Наконец, в ряду перечисленных причин возникновения южнорусского казачества нельзя умолчать и об этнографических особенностях южнорусской народности, которой, в силу самой исторической подготовки, весьма сродна была такая форма общественной жизни, как казацкая община. Дело в том, что южнорусская народность, воспитанная на вечевом строе, самосуде и самоуправлении, потом ставшая в зависимость от Великого Литовского княжества и не вполне вошедшая в колею государственных порядков его, оттого потянувшаяся на свободные, никем не занятые места, естественно могла стремиться воскресить в своей памяти «давно померкшие идеалы» некогда существовавших в Южной Руси, на началах полного самоуправления, общественных порядков и также естественно могла стремиться повторить их на новых землях, вдали от феодально-аристократических порядков Литвы и Польши. И точно, Запорожье, с его товариществом, выборным началом старшин, войсковыми радами, общим скарбом, общей для старшин и простой массы пищей, отдельными куренями – все это те же общинно-вечевые порядки древней южнорусской жизни, но только дошедшие до самого высшего предела развития[40].
Так или иначе, но документальные данные говорят, что первоначально на юге теперешней России появилось татарское казачество, за ним возникло и образовалось городовое, малороссийское. За городовым, малороссийским следовало низовое, или запорожское, казачество. Отправляясь из Киевского воеводства на низовья Днепра за рыбой, бобрами, солью, дикими конями и другой добычей, городовые казаки насиживали там места для низового запорожского или вольного казачества, не подчинявшегося ни воеводам, ни старостам, а слушавшегося лишь своих собственных вожаков, или атаманов. Конечно, община низовых казаков сложилась не сразу, а постепенно, и число ее последовательно увеличивалось различными людьми, недовольными существовавшими в Польско-Литовском государстве порядками и искавшими выхода из своего тяжелого положения.

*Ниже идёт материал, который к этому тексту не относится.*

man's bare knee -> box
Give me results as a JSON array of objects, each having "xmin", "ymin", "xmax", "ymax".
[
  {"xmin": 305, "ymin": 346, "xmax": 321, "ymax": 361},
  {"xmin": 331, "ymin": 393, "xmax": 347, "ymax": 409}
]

По месту своего жительства, на низовьях Днепра, за порогами, вольное казачество называлось низовым, или запорожским, войском. С XV до половины XVII века этим именем назывались как собственно те, которые жили на Низу, за порогами Днепра, низовые, или запорожские, казаки, так и те, которые жили выше порогов, городовые или реестровые и нереестровые казаки; они именовались общим именем «войска его королевской милости запорожского». С половины XVII века городовые казаки обособились от низовых, но удержали свое название «войска запорожского», хотя, живя в городах Украины, не имели никакого основания называться этим именем; низовые казаки, навсегда отделившись от городовых, стали именоваться по праву запорожцами, сечевиками и строго отличали себя от городовых казаков. В 1751 году запорожские казаки заявили официальную жалобу на то, что городовые казаки и их полковая старшина не по праву «называют себя и подписываются войском запорожским»[41]. В Москве часто смешивали собственно запорожских с городовыми украинскими казаками и нередко тех и других именовали общим именем «запорожских черкас».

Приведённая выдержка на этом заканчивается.